Starring: Nat Wolff, Cara Delevingne, Austin Abrams
Directed by: Jake Schreier (“Robot and Frank”)
Written by: Scott Heustadter (“The Fault in Our Stars”) and Michael H. Weber (“The Fault in Our Stars”)

As the go-to source for screenplays on young love, screenwriting partners Scott Neustadter and Michael H. Weber have had a sizeable amount of success. With “(500) Days of Summer,” “The Spectacular Now,” and most recently “The Fault in Our Stars,” Neustadter and Weber have, for the most part, been able to subvert clichés and avoid tropes to deliver earnest and unique films about love. With another novel adaptation from John Green, “Paper Towns” is perhaps the first truly inauthentic step from the duo.

After drifting apart from being childhood friends, Quentin (Nat Wolff) is visited by free-spirited, rebel teenager and neighbor Margo (Cara Delevingne) in the middle of the night. Needing his Mom’s car to exact revenge on her cheating boyfriend and friends, the conservative do-gooder Quentin agrees and has the best night of his life on mischievous adventures. Hoping to further nurture a childhood crush, Quentin wakes up disappointed the next day to find that Margo has vanished. He does, however, find clues that may point to where Margo is hiding and joins up with friends on an adventure to track her down.

In her first starring film role, model turned actress Delevingne is a welcome revelation. With a twinge of attitude and raspy voice, there’s a certain Emma Stone quality to Delevingne’s performance that shows a lot of potential. It’s a shame that she’s gone for the majority of the film, as her performance is the most intriguing part of the film. Something else that is welcome is Wolff finally being in a likeable role. After turning in the most annoying character of all time in “Palo Alto,” Wolff gets to play not only charming, but vulnerable and proves to be quite good at it. Unfortunately for “Paper Towns,” the levels of performance are where its successes end.

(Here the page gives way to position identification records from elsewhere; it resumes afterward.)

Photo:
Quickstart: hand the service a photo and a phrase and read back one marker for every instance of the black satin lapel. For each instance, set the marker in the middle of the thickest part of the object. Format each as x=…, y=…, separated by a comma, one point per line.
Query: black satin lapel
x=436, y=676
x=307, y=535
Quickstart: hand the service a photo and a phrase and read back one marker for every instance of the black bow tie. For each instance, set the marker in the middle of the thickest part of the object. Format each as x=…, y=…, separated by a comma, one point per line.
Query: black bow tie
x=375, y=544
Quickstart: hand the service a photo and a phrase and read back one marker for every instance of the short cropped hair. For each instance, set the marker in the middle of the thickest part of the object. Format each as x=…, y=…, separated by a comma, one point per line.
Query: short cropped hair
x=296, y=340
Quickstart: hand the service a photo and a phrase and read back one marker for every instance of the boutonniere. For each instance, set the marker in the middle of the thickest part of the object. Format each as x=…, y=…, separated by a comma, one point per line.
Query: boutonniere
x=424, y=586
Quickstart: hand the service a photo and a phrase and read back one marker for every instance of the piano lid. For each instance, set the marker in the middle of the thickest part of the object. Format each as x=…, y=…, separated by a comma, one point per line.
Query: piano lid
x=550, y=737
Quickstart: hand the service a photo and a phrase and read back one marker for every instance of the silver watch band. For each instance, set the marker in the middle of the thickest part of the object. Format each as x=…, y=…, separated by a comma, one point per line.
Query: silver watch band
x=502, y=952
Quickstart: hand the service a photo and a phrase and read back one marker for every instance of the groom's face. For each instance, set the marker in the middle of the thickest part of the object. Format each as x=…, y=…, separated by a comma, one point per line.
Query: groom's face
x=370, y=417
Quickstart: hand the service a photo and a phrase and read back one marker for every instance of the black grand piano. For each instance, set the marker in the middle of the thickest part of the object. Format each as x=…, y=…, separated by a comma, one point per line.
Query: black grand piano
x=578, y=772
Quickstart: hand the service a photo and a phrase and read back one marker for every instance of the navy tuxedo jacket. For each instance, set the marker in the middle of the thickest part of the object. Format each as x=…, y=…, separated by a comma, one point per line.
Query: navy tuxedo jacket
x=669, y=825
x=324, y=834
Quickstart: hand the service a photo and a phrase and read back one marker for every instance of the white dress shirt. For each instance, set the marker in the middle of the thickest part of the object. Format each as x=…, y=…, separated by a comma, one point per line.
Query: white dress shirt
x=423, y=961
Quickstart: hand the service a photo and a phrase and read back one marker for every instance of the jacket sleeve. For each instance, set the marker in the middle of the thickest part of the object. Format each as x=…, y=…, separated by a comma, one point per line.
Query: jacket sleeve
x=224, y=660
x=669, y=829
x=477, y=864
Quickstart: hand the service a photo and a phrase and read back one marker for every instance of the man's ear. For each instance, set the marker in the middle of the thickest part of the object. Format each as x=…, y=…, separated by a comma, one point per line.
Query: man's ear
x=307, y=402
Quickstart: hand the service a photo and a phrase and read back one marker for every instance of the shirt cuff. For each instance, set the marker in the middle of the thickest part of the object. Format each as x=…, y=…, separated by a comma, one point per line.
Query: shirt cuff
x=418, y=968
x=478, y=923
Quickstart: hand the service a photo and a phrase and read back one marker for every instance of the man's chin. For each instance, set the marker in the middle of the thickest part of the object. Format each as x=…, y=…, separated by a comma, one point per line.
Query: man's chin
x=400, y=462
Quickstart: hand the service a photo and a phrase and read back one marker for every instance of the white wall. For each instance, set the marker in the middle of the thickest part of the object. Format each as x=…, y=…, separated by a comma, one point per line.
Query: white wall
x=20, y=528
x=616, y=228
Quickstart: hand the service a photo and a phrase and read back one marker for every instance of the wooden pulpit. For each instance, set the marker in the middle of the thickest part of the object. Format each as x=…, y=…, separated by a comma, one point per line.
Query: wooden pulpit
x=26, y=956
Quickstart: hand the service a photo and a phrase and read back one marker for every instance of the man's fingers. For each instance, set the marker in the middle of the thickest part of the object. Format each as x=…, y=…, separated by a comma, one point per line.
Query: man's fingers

With teen films, there is always the risk that writers and directors become so concerned with being different that they pack their characters and stories with quirks and eccentricities that would never exist in real life. This is where Neustadter and Weber have been successful in the past, showing uber romantic gestures, but still believable teenage (or young) relationships. In “Paper Towns,” however, it all seems for naught.

More to the point, Neustadter and Weber do a poor job of establishing the relationship between Quentin and Margo. (What is the purpose of them finding a dead body if nothing at all comes from it?) Quentin’s alleged love for her that makes him want to go on a manhunt across the country, even after their one night of fun, rings completely false. They haven’t even talked since they were kids! Essentially what he is doing is giving in to the whims of an “eccentric” girl that ran away, which is hardly a reason the viewer to care.

Beyond all of that, there’s an annoying streak that runs throughout the film. One several occasions, gorgeous people complain about having to live up to their expectations and how people only see their coolness and their beauty. It’s a form of self-pity that is, quite frankly, obnoxious. One of the side characters in particular has one of these moments, and it is amplified by a sideplot of a relationship with one of Quentin’s best friends in a storyline that is, once again, completely unbelievable.

If there is any word that can sum up the experience of “Paper Towns,” it is “pointless.” When the entire plot of a film hinges on a relationship that is impossible to buy into, it’s really hard for the whole thing to not feel like a mammoth waste of time. There’s no fun or energy behind anything that is happening, and almost none of its relationship moments are earned. The ending has a hint of refreshingness to how blunt it is, but it also, in a way, further cements the fact that the rest of the film was unnecessary. Unrealistic, annoying, and emotionally hollow, “Paper Towns” is as thin as its title suggests.